Words & Photos by Keely McMillan - keelyirene.org
As we drove into the village, we passed a sign in a language I could not read. Divya, the Indian man accompanying us explained that this sign marks the village of delits or “untouchables.” Lowest in the Indian caste system, this people group has traditionally been classified as less than animals. We intended on visiting the widows of this village to check on how the roofs that Divya and his family have helped provide are holding up. The widows, seen as cursed and responsible for their husband’s death, are cast out to live in villages like this one. What look like piles of mud covered in trash are actually houses—mud walls fitted with makeshift roofs of tarps, old billboard coverings, and garbage bags, not fit for keeping out the monsoon rain. For this reason, Divya’s family works to provide the watertight roofs of woven palm fronds, but even these are not a permanent solution and must be frequently repaired or replaced. Even so it is the best they have; the villagers don't own the land, so permanent structures are not an option.
The first hut we came upon a woman stood outside, the vibrancy of her fuchsia sari contrasted against her sun darkened skin, but not against her beaming smile. Her arms stretched wide in our direction, she beckoned us, perfect strangers, into her storage-closet-sized home. She owned less than the ground she slept on, yet she delighted in sharing with us what she had.

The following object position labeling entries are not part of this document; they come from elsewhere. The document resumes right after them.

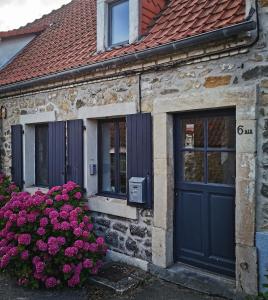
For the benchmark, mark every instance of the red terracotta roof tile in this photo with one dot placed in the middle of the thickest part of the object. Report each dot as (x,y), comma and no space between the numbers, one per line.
(67,36)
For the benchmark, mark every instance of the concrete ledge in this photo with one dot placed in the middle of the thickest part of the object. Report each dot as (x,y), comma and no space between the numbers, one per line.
(262,248)
(129,260)
(112,206)
(195,279)
(108,110)
(43,117)
(32,190)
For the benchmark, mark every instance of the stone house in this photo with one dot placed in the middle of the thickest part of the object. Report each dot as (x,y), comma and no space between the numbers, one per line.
(158,109)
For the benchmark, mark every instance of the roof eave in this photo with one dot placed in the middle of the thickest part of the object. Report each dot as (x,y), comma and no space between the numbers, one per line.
(170,48)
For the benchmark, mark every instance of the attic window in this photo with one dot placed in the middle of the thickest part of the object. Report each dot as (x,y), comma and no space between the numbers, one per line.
(118,22)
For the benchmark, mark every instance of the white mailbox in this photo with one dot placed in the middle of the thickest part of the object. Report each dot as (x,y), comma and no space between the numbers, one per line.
(137,190)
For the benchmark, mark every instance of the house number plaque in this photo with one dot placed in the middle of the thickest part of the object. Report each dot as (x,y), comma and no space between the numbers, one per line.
(241,130)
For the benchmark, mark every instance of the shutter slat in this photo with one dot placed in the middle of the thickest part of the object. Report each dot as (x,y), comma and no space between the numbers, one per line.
(56,153)
(75,151)
(17,155)
(139,151)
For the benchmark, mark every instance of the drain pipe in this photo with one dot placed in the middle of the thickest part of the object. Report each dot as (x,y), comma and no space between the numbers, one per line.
(170,48)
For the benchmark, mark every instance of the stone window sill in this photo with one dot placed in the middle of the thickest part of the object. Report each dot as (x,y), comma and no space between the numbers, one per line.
(112,206)
(31,190)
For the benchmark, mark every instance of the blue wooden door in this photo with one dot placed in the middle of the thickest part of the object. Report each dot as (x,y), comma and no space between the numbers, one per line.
(205,190)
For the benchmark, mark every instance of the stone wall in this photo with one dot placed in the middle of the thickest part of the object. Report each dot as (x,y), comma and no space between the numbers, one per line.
(233,78)
(131,237)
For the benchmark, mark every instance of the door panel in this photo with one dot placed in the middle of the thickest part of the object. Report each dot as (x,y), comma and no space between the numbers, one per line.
(190,225)
(221,209)
(204,148)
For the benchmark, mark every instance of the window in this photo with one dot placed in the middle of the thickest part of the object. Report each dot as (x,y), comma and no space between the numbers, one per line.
(112,157)
(118,22)
(41,155)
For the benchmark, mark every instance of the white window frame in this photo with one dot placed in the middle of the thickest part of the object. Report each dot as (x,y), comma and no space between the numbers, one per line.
(91,115)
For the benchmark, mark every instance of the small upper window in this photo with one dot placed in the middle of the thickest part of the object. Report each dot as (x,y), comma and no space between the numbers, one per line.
(118,22)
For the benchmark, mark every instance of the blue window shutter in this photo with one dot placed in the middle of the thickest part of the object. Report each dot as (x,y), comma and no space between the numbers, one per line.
(56,153)
(75,151)
(139,151)
(17,157)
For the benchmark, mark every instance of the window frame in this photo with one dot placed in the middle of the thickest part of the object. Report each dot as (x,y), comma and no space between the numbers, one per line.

She counted nothing as her own, but thought of everything as a gift and wished to give to others out of her deep joy. Gathered all around her house were the children of the village. Many, I’m sure, whose families had not yet received one of Divya's family’s roofs slept on her floor by her side; they came to her because they knew that they would not be rejected. Where she was, there also was safety and assurance.

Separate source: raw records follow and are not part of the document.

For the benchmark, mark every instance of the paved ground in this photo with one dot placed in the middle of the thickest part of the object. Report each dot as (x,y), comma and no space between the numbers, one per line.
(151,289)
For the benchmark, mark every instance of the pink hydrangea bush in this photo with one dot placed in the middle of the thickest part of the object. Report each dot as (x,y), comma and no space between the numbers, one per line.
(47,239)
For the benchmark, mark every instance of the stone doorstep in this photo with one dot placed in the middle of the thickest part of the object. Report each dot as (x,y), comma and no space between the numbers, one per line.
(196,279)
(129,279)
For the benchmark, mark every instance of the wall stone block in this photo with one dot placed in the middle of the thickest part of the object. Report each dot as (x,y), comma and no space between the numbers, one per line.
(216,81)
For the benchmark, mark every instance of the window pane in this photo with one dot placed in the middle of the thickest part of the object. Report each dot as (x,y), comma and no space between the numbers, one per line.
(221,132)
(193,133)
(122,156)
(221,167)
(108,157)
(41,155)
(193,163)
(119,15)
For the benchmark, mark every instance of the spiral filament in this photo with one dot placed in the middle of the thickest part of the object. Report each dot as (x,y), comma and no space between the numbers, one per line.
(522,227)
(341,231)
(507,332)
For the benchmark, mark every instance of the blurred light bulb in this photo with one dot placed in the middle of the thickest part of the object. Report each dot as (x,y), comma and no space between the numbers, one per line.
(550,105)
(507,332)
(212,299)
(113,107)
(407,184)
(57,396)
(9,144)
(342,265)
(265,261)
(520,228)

This discarded woman who spent most of her days hungry had a truly nourishing spirit. Her riches were found not in what she owned, but in her deep gratitude for the simplest things, such as a roof over her head. Instead of harboring bitterness towards a society that called her cursed and expected her defeat, she chose joy. She withstood her circumstances through gratitude, positivity, and generosity. She radiated contentment, because she fought for it.
On days when I am tempted to allow the weight of resentment and fear of failure to overcome me, I remember the Indian Widow. I think of the vibrancy in her smile and the strength she needed to face each day. The thought of her reminds me of true endurance; it is worth the battle. She calls me not to pity, but instead to inspiration. One day I hope to have a well of joy as deep as that of this Indian woman.